Il riciclo e il riuso dei rifiuti che benefici portano all’ambiente?

 

Il recupero degli abiti usati non è solo una buona pratica di riciclo e riutilizzo: raccogliere e riconvertire un chilo di rifiuti tessili può ridurre di 3,6 chilogrammi le emissioni di CO2, di 6mila litri il consumo di acqua, di 0,3 chilogrammi di fertilizzanti e di 0,2 chilogrammi di pesticidi. A stabilirlo è uno studio di un gruppo di ricercatori dell’università di Copenaghen, diffuso dalla Fondazione sviluppo sostenibile.
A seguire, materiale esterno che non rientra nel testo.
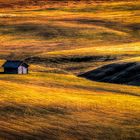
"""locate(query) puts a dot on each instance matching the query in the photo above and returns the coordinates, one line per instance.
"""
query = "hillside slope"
(121, 73)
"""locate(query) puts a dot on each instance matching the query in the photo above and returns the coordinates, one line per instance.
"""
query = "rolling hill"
(98, 40)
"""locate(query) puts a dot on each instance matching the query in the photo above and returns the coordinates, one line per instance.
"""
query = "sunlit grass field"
(60, 42)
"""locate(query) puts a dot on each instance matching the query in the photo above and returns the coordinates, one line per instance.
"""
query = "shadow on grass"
(47, 31)
(123, 73)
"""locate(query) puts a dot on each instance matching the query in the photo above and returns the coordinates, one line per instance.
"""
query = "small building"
(15, 67)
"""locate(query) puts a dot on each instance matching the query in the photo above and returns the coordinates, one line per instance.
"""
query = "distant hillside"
(21, 3)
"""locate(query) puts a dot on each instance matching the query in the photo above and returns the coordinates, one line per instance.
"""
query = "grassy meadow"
(61, 41)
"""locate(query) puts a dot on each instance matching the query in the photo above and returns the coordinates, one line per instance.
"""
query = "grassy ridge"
(77, 107)
(60, 41)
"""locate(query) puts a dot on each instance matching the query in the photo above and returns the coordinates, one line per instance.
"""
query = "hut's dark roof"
(14, 64)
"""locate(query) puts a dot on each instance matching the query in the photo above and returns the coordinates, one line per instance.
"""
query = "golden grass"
(66, 107)
(52, 103)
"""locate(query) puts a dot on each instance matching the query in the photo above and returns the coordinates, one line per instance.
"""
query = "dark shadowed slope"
(120, 73)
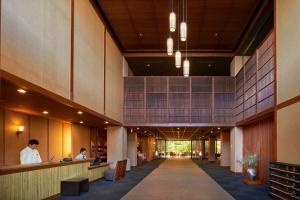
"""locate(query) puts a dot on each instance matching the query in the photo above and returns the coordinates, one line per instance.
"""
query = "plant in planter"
(250, 162)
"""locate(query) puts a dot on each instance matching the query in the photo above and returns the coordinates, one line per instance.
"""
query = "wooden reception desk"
(40, 181)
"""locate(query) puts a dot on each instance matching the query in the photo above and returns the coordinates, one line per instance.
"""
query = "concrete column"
(211, 149)
(225, 148)
(236, 149)
(116, 144)
(203, 148)
(132, 148)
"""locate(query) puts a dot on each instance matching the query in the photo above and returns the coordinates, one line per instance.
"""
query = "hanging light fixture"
(183, 31)
(172, 19)
(186, 67)
(170, 46)
(186, 62)
(183, 26)
(178, 59)
(178, 53)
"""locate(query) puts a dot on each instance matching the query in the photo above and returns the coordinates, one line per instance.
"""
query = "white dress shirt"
(30, 156)
(80, 157)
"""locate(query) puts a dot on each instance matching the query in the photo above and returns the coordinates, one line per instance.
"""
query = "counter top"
(30, 167)
(99, 165)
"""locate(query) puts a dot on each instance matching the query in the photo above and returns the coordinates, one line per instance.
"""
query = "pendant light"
(183, 31)
(178, 59)
(183, 26)
(186, 67)
(170, 46)
(178, 53)
(170, 39)
(186, 62)
(172, 20)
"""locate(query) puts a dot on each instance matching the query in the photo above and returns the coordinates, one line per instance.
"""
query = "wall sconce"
(20, 129)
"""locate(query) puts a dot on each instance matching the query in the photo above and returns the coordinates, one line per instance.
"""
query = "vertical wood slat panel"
(257, 138)
(254, 84)
(178, 99)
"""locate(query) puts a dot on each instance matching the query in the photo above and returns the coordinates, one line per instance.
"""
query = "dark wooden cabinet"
(284, 180)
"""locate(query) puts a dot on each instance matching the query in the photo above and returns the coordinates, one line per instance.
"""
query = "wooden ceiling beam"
(129, 54)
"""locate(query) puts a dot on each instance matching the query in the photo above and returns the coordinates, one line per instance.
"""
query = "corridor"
(177, 179)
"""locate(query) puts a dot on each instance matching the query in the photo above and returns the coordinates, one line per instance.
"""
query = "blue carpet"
(233, 184)
(108, 190)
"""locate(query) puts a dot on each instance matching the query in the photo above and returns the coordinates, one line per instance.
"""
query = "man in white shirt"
(30, 155)
(81, 155)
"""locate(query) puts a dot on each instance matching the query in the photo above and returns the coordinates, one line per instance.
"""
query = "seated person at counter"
(30, 155)
(81, 155)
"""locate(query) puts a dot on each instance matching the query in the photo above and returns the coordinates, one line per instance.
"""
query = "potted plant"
(250, 162)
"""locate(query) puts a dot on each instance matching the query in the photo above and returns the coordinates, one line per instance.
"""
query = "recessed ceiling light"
(22, 91)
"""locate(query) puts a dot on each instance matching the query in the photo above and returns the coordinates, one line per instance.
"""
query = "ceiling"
(178, 133)
(164, 66)
(218, 26)
(213, 25)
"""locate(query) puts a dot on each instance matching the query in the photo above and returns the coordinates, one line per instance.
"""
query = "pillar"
(116, 144)
(225, 148)
(203, 148)
(132, 148)
(236, 149)
(286, 146)
(211, 149)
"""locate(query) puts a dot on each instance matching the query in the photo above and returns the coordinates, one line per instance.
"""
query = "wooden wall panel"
(67, 140)
(1, 136)
(39, 130)
(55, 140)
(113, 80)
(80, 138)
(257, 138)
(15, 143)
(88, 57)
(35, 42)
(288, 136)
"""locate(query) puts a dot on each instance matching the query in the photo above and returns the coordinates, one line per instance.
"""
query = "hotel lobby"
(149, 99)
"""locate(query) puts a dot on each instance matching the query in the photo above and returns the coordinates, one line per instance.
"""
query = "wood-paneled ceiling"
(213, 25)
(178, 133)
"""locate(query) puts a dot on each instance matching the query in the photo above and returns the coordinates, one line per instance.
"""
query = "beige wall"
(288, 84)
(288, 136)
(55, 137)
(1, 137)
(36, 46)
(80, 139)
(35, 42)
(88, 57)
(287, 49)
(113, 81)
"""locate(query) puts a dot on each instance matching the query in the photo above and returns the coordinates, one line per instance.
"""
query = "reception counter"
(40, 181)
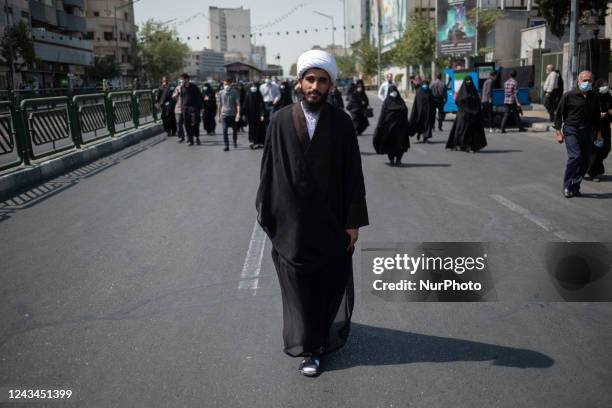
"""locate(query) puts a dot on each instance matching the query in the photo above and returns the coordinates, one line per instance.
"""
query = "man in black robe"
(311, 204)
(166, 105)
(253, 113)
(391, 134)
(210, 109)
(467, 133)
(423, 115)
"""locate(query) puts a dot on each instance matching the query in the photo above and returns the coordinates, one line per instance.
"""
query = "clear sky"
(262, 12)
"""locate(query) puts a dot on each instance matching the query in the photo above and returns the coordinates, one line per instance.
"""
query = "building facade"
(110, 26)
(57, 28)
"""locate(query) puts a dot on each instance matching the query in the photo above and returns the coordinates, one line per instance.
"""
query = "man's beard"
(315, 106)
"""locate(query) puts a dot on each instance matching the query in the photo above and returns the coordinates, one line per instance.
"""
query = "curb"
(13, 183)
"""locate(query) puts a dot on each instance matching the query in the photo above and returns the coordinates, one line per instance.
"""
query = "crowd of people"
(581, 116)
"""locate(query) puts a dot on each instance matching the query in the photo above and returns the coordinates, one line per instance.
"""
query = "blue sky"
(262, 12)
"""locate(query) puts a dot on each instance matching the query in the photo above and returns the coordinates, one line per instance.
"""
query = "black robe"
(210, 109)
(391, 133)
(357, 106)
(310, 193)
(467, 132)
(253, 110)
(423, 114)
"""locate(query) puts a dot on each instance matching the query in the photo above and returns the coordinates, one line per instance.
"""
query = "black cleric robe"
(310, 192)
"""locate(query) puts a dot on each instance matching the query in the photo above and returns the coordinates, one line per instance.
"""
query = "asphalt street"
(141, 281)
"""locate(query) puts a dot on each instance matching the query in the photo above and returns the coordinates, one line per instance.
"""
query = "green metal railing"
(39, 127)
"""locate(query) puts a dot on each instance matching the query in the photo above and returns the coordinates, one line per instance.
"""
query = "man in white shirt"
(550, 91)
(382, 91)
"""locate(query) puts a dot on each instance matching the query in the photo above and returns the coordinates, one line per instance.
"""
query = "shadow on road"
(376, 346)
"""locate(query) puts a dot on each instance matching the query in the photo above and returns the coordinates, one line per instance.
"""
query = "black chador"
(391, 134)
(467, 133)
(357, 106)
(254, 109)
(210, 109)
(311, 191)
(423, 114)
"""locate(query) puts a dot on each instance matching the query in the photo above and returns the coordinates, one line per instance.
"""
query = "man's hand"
(354, 234)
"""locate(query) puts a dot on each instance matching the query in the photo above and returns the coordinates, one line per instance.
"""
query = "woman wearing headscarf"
(467, 133)
(423, 115)
(357, 106)
(253, 112)
(601, 147)
(391, 134)
(210, 109)
(335, 97)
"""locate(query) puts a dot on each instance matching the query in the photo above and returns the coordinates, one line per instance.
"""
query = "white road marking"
(249, 279)
(536, 219)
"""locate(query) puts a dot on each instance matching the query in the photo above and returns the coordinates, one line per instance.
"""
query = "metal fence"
(35, 128)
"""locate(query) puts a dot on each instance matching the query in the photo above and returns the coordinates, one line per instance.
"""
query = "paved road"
(141, 281)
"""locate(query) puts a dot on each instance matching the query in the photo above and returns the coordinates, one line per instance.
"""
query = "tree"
(418, 44)
(161, 51)
(346, 66)
(366, 55)
(104, 67)
(557, 13)
(17, 43)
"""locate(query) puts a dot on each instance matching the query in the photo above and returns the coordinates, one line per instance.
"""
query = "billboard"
(456, 34)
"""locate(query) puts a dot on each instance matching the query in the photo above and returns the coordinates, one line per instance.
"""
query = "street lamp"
(117, 27)
(333, 37)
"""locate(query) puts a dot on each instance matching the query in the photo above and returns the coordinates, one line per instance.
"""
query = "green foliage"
(557, 12)
(160, 51)
(105, 67)
(417, 45)
(346, 66)
(18, 38)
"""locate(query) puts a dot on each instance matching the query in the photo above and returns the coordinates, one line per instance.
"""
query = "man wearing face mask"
(511, 103)
(576, 120)
(311, 204)
(229, 111)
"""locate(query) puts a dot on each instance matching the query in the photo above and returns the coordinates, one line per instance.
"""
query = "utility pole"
(573, 63)
(379, 31)
(10, 43)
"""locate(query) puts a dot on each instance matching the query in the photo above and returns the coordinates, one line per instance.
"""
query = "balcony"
(75, 3)
(42, 13)
(70, 22)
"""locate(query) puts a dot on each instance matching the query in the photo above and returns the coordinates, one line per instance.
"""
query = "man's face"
(315, 84)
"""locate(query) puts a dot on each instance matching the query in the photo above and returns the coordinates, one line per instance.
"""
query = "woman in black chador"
(391, 134)
(423, 115)
(210, 109)
(601, 148)
(467, 133)
(253, 111)
(357, 106)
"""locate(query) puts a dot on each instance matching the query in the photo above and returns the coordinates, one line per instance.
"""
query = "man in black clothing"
(576, 120)
(166, 105)
(192, 100)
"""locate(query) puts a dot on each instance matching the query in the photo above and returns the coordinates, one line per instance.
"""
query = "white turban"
(318, 59)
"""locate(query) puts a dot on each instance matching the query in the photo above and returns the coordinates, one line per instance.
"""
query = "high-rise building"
(110, 25)
(230, 29)
(57, 28)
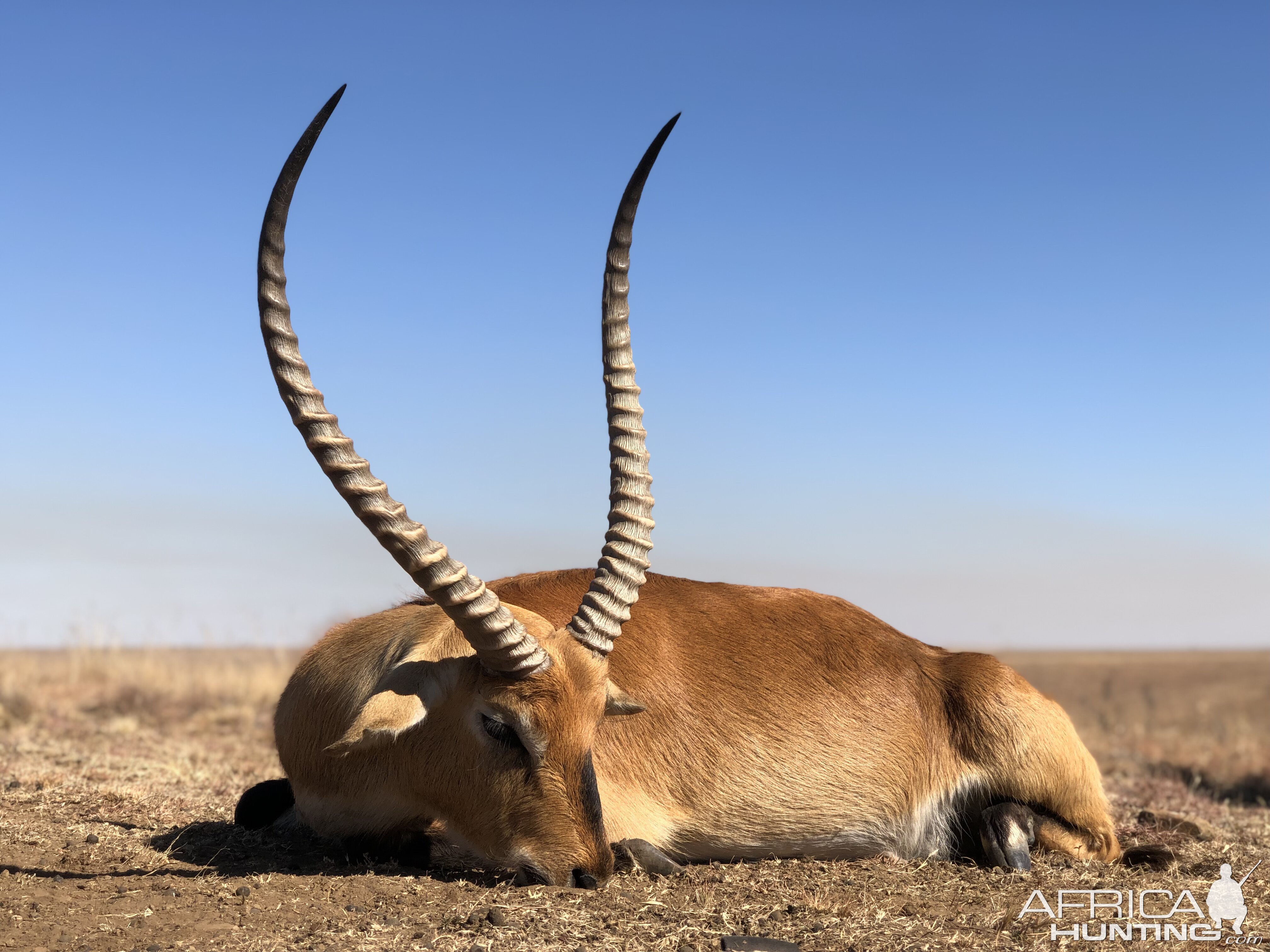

Confrontando i dati della produzione nazionale di rifiuti urbani con la raccolta differenziata totale e la raccolta specifica della frazione tessile dal 2001 al 2008, lo studio dei ricercatori danesi fa notare come quest’ultima sia raddoppiata, passando dallo 0,11% allo 0,22%, mentre il valore medio pro-capite ha subito solo un lieve aumento, anche se resta sostanziale la differenza tra le aree del Nord, Centro e Sud Italia. E se la raccolta fosse fatta in modo corretto, secondo l’università di Copenaghen si potrebbero recupero dai 3 ai 5 chilogrammi l’anno di rifiuti tessili che altrimenti vengono gettati nei rifiuti indifferenziati. Questo vorrebbe dire togliere dalle discariche circa 240.000 tonnellate di rifiuti  tessili, risparmiando ogni anno 864.000 tonnellate di emissioni di Co2, 72.000 tonnellate di fertilizzanti e 48.000 tonnellate di pesticidi.

 

Attraverso il programma  FEAD l’Unione Europea intende combattere non solo la Fame ma anche altre privazioni, tra le quali anche la mancanza di vestiti. Lei come giudica la politica europea in materia?

 

Il Fondo di aiuti europei agli indigenti (FEAD) ha assegnato all’Italia  670 milioni di euro per il periodo 2014-2020 per fornire generi alimentari e altre forme di assistenza materiale alle persone più bisognose nel paese (questa cifra sarà affiancata da 118 milioni di euro provenienti da risorse nazionali). Si tratta del programma FEAD più grande dell’UE per dotazione finanziaria. Il fondo offre un importante contributo finanziario per coprire i bisogni più urgenti, con particolare attenzione ai più vulnerabili, come le persone senza fissa dimora e i bambini di famiglie indigenti. Sono convinta che il programma avrà un ruolo chiave nella lotta contro la povertà e l’esclusione sociale nel paese. Lo Stato  nella consegna degli aiuti alimentari si avvale di una vasta rete di 15.000 organizzazioni non governative locali, che distribuiscono cibo nelle mense, in forma confezionata, oppure direttamente pasti caldi e bevande per i senzatetto. Sono iniziative e fondi molto importanti per far fronte a queste emergenze sociali. La speranza è sempre la stessa, cioè, che chi è designato a distribuire questi fondi li utilizzi per il fine che sono stati emessi.